Les scientifiques affirment qu’il est possible d’obtenir de précieux résultats de recherche avec le big data. Les critiques déplorent qu’il soit possible de gagner beaucoup d’argent avec la violation de la sécurité des données.

La technologie du big data permet d’établir des liens insoupçonnés. Ainsi, dans le domaine de la médecine, l’analyse de ces grands volumes de données peut permettre de sauver des vies. Exemple : les infections représentent un grand risque pour les bébés prématurés. Il est donc important de détecter les infections avant qu’elles ne se déclenchent. Les scientifiques canadiens ont collecté de grandes quantités de données sur les bébés prématurés dans lesquelles étaient visibles des motifs évoquant une infection imminente. Grâce à ces informations, un traitement peut être commencé 24 heures avant que les symptômes de l’infection ne se déclarent. Des informations tirées de l’exploitation du big data ont également été utilisées pour la lutte contre la malaria et la polio.

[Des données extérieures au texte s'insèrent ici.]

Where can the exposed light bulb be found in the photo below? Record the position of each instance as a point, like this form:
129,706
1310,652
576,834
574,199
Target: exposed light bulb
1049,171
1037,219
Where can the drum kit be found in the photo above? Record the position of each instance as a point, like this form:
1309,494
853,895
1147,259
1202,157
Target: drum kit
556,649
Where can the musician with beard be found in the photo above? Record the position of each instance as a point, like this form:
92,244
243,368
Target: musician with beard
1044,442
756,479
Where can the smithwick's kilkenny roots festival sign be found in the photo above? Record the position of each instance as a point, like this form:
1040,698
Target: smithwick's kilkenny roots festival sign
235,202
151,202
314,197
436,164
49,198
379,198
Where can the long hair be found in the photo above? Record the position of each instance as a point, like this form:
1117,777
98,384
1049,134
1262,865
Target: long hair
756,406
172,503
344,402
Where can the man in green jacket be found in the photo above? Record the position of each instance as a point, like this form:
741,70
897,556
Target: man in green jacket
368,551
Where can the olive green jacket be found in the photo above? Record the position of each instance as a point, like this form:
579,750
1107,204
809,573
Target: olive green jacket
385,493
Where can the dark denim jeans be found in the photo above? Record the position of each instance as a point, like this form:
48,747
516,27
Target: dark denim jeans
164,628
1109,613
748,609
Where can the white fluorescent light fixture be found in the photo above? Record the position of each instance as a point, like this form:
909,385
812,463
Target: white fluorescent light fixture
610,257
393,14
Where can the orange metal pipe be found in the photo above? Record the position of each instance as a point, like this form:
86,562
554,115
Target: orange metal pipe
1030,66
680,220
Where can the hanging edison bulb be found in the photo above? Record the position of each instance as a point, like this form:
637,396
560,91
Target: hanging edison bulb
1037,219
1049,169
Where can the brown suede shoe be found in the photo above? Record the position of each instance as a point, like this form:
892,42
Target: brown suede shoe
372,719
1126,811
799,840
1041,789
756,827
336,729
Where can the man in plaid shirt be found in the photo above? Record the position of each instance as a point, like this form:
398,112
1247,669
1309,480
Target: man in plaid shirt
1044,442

Auparavant, lorsqu’il n’y avait pas tout ce déluge de données, la collecte et l’analyse des données étaient coûteuses, il fallait souvent se satisfaire d’échantillons et on pouvait extraire beaucoup d’informations à partir de peu de données. Toutefois, avec la diminution des coûts de stockage, le volume de données a été multiplié par cent entre 1987 et 2007 (Google traite un pétaoctet de données par jour) et devrait être encore décuplé d’ici 2020 au niveau mondial. De plus, les grandes quantités de données peuvent être traitées avec moins de rigueur. Ainsi, un algorithme plus rudimentaire fournit de meilleurs résultats avec un déluge de données qu’un algorithme plus intelligent avec un plus petit volume de données. Auparavant, il fallait réfléchir à des questions avant de commencer à collecter des données. Aujourd’hui, les données sont d’abord collectées, puis les questions sont posées ; c’est un changement de paradigme.

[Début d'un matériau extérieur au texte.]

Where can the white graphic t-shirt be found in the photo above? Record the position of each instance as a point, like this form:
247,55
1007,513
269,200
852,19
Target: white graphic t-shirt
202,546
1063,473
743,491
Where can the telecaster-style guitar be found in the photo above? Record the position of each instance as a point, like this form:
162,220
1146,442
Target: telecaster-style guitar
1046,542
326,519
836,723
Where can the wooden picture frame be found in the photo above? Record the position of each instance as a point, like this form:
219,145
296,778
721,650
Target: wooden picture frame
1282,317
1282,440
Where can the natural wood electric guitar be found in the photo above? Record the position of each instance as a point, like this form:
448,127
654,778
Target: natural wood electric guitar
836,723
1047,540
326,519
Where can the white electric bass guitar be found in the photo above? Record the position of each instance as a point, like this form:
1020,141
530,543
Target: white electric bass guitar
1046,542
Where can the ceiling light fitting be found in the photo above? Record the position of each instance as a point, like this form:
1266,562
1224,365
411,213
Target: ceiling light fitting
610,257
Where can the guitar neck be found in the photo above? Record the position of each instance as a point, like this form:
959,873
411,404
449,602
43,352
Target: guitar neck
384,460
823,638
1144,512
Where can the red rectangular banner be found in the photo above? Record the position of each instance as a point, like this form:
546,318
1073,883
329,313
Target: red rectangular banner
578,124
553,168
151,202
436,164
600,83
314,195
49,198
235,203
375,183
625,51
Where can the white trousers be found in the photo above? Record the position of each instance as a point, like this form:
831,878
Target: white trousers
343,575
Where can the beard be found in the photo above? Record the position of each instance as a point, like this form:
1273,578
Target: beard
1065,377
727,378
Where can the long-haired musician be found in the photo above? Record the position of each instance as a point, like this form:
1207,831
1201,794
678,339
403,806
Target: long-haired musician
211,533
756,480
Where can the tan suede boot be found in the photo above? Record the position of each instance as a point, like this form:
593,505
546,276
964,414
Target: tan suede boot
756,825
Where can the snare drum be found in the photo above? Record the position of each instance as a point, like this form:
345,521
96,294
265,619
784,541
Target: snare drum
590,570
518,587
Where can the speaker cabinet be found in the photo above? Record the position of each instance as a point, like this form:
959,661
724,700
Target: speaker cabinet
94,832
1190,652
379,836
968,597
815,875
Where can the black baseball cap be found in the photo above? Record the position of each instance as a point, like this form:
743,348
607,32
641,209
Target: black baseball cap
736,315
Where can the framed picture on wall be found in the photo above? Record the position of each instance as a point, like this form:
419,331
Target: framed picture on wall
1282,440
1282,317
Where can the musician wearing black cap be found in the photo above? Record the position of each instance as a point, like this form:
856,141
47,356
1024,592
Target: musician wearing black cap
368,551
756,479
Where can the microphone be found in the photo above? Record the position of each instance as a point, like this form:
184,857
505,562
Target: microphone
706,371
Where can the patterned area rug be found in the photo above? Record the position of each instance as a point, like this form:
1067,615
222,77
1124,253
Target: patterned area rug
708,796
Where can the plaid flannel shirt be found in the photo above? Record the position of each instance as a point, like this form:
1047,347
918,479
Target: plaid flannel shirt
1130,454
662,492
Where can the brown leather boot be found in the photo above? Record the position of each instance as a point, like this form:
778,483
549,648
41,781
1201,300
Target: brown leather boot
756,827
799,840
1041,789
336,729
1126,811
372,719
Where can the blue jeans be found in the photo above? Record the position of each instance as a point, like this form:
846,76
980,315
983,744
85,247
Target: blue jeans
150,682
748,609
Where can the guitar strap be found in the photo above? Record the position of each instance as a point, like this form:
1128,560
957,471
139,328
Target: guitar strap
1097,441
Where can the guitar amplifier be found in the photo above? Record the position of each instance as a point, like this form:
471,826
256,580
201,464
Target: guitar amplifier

Cependant, ces nombreuses opportunités entraînent aussi des risques variés. Ainsi, dans plusieurs États américains, le big data est désormais exploité pour lutter contre la criminalité : une analyse des grandes quantités de données est effectuée afin de montrer si une personne peut être mise en liberté conditionnelle et quel est le risque de récidive. Ce n’est pas rien, car cela revient à dire que ce n’est pas nous qui contrôlons le big data, mais le big data qui nous contrôle. Un autre problème tient au fait que tout le monde ne peut pas acquérir des connaissances à partir de collections de données, mais seuls les géants d’internet.

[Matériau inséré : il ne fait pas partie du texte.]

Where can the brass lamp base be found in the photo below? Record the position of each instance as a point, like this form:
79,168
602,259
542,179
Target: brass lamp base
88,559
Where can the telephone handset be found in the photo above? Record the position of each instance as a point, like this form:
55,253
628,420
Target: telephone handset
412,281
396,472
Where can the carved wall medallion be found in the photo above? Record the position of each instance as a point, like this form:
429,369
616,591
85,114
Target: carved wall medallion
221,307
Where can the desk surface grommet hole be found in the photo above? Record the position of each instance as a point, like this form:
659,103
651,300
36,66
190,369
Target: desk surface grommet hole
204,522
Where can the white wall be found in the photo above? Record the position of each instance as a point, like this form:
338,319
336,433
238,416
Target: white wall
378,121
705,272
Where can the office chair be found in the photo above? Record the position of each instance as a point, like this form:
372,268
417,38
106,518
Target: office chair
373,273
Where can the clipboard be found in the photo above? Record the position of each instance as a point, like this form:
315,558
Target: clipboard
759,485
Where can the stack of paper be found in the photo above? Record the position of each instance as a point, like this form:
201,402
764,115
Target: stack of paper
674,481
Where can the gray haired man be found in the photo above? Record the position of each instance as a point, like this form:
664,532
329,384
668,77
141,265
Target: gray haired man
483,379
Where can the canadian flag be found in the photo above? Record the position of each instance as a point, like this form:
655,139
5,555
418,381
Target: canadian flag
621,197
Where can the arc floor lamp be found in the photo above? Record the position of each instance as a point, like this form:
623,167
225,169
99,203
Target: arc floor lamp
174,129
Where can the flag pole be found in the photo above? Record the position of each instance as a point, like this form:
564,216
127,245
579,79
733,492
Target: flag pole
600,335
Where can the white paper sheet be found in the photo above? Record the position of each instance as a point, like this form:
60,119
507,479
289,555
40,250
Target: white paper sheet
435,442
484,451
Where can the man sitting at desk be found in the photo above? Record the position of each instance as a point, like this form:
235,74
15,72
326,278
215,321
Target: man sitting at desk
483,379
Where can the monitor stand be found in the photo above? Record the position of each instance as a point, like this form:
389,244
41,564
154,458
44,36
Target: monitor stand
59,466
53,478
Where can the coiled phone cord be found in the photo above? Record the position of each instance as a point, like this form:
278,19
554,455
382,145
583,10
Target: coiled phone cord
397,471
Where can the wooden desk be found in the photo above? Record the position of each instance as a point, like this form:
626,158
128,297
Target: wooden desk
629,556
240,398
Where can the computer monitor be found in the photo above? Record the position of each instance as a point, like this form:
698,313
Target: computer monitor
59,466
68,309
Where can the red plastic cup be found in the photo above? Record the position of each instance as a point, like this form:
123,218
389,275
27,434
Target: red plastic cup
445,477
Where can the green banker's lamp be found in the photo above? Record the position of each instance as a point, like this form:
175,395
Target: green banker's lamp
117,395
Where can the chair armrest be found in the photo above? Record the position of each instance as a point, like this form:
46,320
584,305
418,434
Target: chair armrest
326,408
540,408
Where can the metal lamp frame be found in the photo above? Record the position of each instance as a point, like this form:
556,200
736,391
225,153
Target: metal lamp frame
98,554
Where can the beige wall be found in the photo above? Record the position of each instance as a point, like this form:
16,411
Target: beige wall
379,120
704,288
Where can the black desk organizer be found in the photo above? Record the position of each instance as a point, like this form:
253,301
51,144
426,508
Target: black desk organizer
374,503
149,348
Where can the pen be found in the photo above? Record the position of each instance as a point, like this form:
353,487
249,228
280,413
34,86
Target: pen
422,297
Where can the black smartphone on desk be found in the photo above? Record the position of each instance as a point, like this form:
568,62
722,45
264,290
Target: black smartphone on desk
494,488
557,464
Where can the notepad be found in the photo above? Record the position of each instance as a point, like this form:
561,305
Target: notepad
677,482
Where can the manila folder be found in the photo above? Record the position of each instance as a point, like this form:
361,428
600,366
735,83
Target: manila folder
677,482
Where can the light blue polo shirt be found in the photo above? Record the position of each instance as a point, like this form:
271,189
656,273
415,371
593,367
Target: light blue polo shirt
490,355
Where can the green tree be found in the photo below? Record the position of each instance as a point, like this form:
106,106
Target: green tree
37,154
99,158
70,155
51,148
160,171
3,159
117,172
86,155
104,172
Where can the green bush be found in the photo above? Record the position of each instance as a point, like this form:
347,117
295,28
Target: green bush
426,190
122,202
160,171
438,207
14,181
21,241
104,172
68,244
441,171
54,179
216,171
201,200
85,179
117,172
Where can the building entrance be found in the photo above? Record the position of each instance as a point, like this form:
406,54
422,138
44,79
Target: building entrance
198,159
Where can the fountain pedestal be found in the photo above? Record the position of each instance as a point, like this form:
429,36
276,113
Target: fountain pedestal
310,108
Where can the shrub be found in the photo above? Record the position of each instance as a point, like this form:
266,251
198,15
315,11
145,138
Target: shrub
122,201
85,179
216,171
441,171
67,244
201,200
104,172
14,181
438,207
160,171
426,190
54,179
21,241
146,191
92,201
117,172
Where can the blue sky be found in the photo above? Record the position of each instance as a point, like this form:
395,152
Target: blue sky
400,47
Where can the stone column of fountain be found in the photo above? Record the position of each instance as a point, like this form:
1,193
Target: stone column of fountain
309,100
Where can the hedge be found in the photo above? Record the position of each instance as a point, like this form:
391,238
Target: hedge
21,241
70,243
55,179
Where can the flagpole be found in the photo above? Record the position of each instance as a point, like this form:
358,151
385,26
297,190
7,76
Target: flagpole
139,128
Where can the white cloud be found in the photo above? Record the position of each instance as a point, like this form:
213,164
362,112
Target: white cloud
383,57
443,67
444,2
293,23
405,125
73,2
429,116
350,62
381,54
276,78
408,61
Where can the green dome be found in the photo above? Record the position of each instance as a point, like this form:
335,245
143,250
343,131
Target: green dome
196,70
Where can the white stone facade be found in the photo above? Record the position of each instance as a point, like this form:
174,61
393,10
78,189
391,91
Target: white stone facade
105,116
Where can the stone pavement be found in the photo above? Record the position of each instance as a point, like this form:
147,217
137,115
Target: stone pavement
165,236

Grâce à l’analyse de grandes collections de données, les entreprises peuvent obtenir des renseignements sur leurs clients sans leur poser des questions. C’est une bonne chose pour l’entreprise, mais il est difficile de trouver des exemples où les résultats du big data sont bénéfiques pour le client. Par exemple, si vous recherchez une voiture, l’analyse du big data peut recommander les véhicules de couleur orange, car ils ressortent le moins souvent dans les statistiques d’accidents. Pour autant, elle ne dit rien de l’état technique d’un véhicule donné.